The line `(K+1)^(2)x+Ky-2K^(2)-2=0` passes through the point (m, n) for all real values of K, then

To solve the problem, we need to analyze the given line equation and find the conditions under which it passes through the point (m, n) for all real values of K. ### Step-by-step Solution: 1. **Write the given equation**: The equation of the line is given as: \[ (K+1)^2 x + K y - 2K^2 - 2 = 0 \] 2. **Expand the equation**: We can expand \((K+1)^2\) using the formula \(a^2 + 2ab + b^2\): \[ (K^2 + 2K + 1)x + Ky - 2K^2 - 2 = 0 \] This simplifies to: \[ K^2 x + 2K x + x + K y - 2K^2 - 2 = 0 \] 3. **Group the terms**: Rearranging the equation, we can group the terms involving K: \[ K^2(x - 2) + K(2x + y) + (x - 2) = 0 \] 4. **Factor out common terms**: We can factor out \((x - 2)\) from the equation: \[ (x - 2)(K^2 + 1) + K(2x + y) = 0 \] 5. **Analyze the equation**: For the line to pass through the point (m, n) for all values of K, the coefficients of K must equal zero.

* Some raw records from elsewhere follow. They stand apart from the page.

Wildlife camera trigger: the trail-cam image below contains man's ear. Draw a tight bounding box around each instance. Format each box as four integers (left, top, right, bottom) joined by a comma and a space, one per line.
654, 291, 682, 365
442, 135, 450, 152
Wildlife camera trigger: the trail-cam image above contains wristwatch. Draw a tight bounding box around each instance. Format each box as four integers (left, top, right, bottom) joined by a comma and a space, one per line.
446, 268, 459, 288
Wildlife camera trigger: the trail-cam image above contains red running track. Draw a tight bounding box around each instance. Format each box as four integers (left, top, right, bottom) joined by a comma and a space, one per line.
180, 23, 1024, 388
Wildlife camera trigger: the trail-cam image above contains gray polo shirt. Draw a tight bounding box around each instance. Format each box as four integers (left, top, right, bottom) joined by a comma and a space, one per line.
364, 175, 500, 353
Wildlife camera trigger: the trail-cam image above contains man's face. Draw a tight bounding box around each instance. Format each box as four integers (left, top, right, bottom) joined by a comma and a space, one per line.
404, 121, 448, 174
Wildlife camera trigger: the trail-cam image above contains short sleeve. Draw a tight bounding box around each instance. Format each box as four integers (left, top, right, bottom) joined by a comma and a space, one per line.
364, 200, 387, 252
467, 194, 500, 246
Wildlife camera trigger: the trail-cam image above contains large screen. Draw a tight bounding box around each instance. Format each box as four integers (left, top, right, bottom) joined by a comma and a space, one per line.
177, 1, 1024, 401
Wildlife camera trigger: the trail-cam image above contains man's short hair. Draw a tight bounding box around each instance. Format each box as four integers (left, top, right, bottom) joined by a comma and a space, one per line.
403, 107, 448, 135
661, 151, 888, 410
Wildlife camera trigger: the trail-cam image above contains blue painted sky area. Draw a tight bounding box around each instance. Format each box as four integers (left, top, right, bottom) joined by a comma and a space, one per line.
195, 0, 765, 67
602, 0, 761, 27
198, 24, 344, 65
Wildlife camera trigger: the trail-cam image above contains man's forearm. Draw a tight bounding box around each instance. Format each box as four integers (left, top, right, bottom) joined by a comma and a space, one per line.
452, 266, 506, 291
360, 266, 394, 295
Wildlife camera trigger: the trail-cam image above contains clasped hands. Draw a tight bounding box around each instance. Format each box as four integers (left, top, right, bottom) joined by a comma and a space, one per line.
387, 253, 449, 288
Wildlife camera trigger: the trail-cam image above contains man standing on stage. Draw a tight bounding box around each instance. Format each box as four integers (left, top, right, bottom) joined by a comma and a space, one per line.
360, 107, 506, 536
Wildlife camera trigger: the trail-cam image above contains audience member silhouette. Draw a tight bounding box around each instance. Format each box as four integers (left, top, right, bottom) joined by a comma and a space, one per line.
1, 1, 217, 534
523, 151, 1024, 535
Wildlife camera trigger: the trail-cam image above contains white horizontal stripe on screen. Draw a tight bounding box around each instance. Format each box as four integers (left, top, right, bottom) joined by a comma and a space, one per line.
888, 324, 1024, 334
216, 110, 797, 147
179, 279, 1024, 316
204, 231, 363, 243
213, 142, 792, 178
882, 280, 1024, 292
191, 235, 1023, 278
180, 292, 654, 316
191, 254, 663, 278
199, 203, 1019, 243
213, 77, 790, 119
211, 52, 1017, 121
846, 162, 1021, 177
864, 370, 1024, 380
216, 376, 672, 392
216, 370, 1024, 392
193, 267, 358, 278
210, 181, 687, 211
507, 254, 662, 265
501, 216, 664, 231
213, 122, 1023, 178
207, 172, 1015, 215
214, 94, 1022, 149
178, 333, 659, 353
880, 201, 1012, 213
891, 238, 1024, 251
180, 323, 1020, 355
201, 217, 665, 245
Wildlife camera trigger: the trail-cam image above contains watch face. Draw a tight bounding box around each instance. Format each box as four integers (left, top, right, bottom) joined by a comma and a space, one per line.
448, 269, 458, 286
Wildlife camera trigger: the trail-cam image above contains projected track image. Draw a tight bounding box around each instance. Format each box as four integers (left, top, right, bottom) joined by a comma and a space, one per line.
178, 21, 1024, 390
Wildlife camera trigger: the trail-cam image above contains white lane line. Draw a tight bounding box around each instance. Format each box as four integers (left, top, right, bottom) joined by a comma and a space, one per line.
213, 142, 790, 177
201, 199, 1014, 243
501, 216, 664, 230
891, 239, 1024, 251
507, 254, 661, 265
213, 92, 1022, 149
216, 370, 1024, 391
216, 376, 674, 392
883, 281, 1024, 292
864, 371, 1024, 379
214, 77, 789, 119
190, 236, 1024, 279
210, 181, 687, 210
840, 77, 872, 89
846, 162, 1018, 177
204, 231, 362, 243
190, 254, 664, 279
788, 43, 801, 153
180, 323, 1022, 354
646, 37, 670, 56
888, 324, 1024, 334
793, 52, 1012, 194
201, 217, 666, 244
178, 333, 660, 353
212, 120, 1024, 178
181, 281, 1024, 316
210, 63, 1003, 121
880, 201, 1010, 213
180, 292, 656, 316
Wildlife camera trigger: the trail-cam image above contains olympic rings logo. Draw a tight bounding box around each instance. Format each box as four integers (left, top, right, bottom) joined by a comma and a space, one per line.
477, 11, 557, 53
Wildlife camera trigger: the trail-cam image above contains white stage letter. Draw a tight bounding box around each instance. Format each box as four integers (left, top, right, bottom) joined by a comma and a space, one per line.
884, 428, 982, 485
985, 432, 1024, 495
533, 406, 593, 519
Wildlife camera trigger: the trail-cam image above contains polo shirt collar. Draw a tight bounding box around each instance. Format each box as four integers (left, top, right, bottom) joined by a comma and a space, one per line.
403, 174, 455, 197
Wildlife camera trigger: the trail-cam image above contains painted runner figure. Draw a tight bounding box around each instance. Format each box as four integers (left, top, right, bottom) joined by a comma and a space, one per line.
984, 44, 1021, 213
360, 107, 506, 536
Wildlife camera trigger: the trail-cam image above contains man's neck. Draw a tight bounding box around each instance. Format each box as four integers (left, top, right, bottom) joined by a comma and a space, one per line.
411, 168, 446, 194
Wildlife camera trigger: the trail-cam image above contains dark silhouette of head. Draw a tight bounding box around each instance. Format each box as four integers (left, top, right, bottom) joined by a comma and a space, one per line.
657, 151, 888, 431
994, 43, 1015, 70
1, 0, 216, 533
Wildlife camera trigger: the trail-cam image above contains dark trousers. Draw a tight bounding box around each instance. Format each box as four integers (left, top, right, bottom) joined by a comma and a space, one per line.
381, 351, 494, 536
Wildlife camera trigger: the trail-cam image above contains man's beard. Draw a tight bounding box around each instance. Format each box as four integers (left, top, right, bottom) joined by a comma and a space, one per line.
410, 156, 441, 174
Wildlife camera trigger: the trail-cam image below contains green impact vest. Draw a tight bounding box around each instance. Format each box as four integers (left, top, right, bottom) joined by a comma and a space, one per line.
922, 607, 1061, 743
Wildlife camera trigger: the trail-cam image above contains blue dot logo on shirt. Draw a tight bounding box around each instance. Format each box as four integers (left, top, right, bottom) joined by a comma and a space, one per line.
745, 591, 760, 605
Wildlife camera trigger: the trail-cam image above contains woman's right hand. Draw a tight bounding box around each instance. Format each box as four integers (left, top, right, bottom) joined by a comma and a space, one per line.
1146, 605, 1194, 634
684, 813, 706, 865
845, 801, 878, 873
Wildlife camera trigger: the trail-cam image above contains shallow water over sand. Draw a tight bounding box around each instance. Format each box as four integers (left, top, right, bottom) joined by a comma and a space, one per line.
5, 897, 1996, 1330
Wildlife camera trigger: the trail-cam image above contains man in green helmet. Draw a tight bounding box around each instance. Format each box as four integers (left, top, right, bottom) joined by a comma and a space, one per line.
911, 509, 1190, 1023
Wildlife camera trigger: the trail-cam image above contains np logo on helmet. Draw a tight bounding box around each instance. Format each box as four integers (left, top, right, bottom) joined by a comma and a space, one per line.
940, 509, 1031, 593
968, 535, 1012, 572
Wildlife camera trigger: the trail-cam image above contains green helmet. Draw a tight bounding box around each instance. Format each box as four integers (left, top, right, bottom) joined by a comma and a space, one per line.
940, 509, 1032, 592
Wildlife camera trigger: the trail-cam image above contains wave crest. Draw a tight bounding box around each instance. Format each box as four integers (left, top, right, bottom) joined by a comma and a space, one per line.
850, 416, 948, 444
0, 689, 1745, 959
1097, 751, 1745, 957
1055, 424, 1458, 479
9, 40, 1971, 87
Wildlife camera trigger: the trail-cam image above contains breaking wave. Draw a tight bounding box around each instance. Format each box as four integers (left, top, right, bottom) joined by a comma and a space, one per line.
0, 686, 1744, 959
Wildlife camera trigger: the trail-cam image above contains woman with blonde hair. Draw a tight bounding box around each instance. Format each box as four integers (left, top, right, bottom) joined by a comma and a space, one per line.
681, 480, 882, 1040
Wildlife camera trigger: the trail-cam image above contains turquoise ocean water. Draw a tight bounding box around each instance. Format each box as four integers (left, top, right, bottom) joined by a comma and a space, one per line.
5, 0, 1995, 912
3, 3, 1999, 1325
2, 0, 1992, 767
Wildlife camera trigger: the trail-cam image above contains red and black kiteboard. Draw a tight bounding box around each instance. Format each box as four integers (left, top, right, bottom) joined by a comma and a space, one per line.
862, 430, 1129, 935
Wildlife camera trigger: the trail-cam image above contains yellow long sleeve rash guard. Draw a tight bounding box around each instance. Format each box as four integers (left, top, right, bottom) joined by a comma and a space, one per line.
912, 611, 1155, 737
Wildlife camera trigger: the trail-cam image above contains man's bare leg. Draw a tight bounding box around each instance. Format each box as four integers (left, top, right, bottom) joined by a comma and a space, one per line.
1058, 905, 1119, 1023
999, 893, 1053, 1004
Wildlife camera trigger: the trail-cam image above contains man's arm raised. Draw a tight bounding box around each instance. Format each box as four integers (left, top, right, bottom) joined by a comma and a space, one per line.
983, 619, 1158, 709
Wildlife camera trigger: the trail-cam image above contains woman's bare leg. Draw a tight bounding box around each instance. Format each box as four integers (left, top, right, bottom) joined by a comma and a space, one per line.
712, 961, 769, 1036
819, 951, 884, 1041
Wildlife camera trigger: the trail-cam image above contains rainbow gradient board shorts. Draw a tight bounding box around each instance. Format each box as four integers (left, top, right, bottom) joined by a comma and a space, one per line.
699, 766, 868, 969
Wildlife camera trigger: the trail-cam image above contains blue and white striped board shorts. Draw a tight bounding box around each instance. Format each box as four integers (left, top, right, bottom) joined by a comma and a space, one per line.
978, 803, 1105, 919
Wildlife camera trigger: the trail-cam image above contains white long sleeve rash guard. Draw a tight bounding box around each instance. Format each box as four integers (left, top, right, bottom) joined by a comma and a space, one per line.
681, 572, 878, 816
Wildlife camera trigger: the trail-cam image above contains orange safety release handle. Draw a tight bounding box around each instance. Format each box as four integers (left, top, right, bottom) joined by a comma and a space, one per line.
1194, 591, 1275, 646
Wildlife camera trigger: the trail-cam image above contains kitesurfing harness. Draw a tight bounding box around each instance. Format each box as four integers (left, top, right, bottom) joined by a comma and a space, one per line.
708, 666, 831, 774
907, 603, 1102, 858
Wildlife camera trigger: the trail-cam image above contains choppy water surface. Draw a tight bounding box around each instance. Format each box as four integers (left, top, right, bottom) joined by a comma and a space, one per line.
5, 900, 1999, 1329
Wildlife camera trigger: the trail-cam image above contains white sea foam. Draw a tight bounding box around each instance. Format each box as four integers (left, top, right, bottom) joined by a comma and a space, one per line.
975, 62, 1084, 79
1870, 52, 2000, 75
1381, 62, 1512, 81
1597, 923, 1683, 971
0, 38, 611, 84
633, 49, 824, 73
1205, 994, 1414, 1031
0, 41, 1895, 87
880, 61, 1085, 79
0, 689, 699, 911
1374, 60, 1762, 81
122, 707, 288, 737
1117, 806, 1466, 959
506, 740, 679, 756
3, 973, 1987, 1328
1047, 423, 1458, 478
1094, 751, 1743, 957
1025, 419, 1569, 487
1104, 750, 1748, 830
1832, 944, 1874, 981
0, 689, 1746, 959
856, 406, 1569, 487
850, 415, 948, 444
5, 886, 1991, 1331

This gives us two conditions: - \(x - 2 = 0\) (which gives \(x = 2\)) - \(2x + y = 0\) 6. **Substituting \(x = 2\)**: Substitute \(x = 2\) into the second condition: \[ 2(2) + y = 0 \implies 4 + y = 0 \implies y = -4 \] 7. **Conclusion**: Therefore, the point (m, n) that the line passes through for all values of K is: \[ (m, n) = (2, -4) \] ### Final Answer: The point (m, n) is \((2, -4)\).